Wayne Byrnes, chairman of the Australian Prudential Regulatory Authority (APRA), which oversees lenders and insurers, also got into the act on Friday, declaring that:
'It is clear that in many cases, aspirational statements of organisational culture have been no match for the personal incentives that are created for individuals' (quoted in AFR).
Or in other words, banks make a song and dance about how important culture is while simultaneously rewarding employees who sell more products.
A quick web search will show you piles upon piles of banking misconduct issues going back to before the GFC. It seems that little has changed in the past decade except the date, and the nature of the misconduct, which begs the question:
Why ARE the big banks so dodgy?
- Prime directive is to achieve profit growth for shareholders
- Poor incentive structure creates conflict in employees
- Lack of punishment from ASIC, the 'toothless bandicoot'
- Punishments available aren't large enough to act as a deterrent
- Poor risk culture driven by incentives as well as lack of awareness or oversight from supervisors
And the list goes on. But an interesting perspective comes from the research of associate professor Elizabeth Sheedy and Barbara Griffin at Macquarie University.

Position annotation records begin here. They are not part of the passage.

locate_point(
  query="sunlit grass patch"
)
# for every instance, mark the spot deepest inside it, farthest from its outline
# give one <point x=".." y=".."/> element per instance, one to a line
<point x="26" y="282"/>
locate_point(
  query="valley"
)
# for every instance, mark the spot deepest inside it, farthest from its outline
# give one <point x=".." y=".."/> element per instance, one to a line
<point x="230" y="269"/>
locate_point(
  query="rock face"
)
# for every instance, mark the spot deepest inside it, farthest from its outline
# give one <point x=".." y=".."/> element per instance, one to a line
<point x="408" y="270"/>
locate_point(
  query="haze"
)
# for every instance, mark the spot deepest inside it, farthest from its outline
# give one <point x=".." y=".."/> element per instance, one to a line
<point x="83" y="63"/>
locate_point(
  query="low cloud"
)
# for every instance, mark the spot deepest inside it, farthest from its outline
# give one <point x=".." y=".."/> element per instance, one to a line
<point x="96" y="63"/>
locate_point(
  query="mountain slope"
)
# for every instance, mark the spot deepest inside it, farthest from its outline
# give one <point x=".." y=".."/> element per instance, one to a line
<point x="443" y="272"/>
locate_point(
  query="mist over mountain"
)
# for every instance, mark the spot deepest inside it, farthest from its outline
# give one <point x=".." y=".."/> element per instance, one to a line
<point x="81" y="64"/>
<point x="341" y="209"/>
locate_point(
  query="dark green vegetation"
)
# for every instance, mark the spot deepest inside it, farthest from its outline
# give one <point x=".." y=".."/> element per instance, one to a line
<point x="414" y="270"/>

An ongoing study reported in Fairfax media this morning found that:
- Half of the staff in the three major Australian banks surveyed believe that remuneration plans encourage unacceptable risk taking
- 'Machiavellan' personalities (those who manipulate to gain power) are the most ethically problematic
- Executives have a significantly better view of their bank's culture than junior employees do
(The study can be found for free via a web search for "Empirical Analysis of Risk Culture in Financial Institutions: Interim Report")
Tying in with the above points, researchers also found that there is 'significant variation in the risk culture scores in each of the banks at the business unit level' i.e., different branches of the bank (Home Lending, Wealth Management, Insurance) etc have their own risk culture.

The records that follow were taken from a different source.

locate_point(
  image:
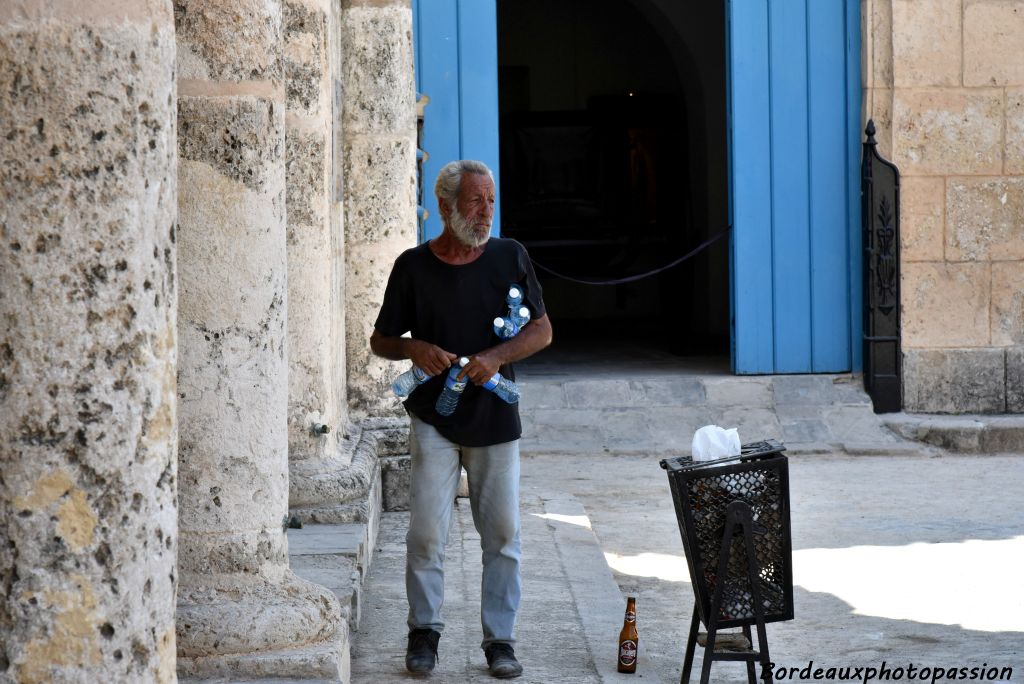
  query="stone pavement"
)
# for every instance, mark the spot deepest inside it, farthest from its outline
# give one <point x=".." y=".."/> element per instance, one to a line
<point x="651" y="402"/>
<point x="903" y="560"/>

The researchers felt that this was 'consistent with the hypothesis that culture is a local construct and very much dependent on interactions with close colleagues and the immediate manager'. They also felt that executives had a better view of culture because of 'avoidance', where awareness of problems is contained to the lower levels of a business (Sheedy & Griffin, 2014).
In other words, it may be pointless to attack senior execs because a) they think their culture is great, and b) they personally have a limited impact on the culture of subsidiary departments.
It's an interesting look at the dynamics of Australia's banking sector and a timely reminder that customers must be cautious before entering into any arrangement that could have a meaningful impact on their finances.
There's no such thing as a risk-free investment.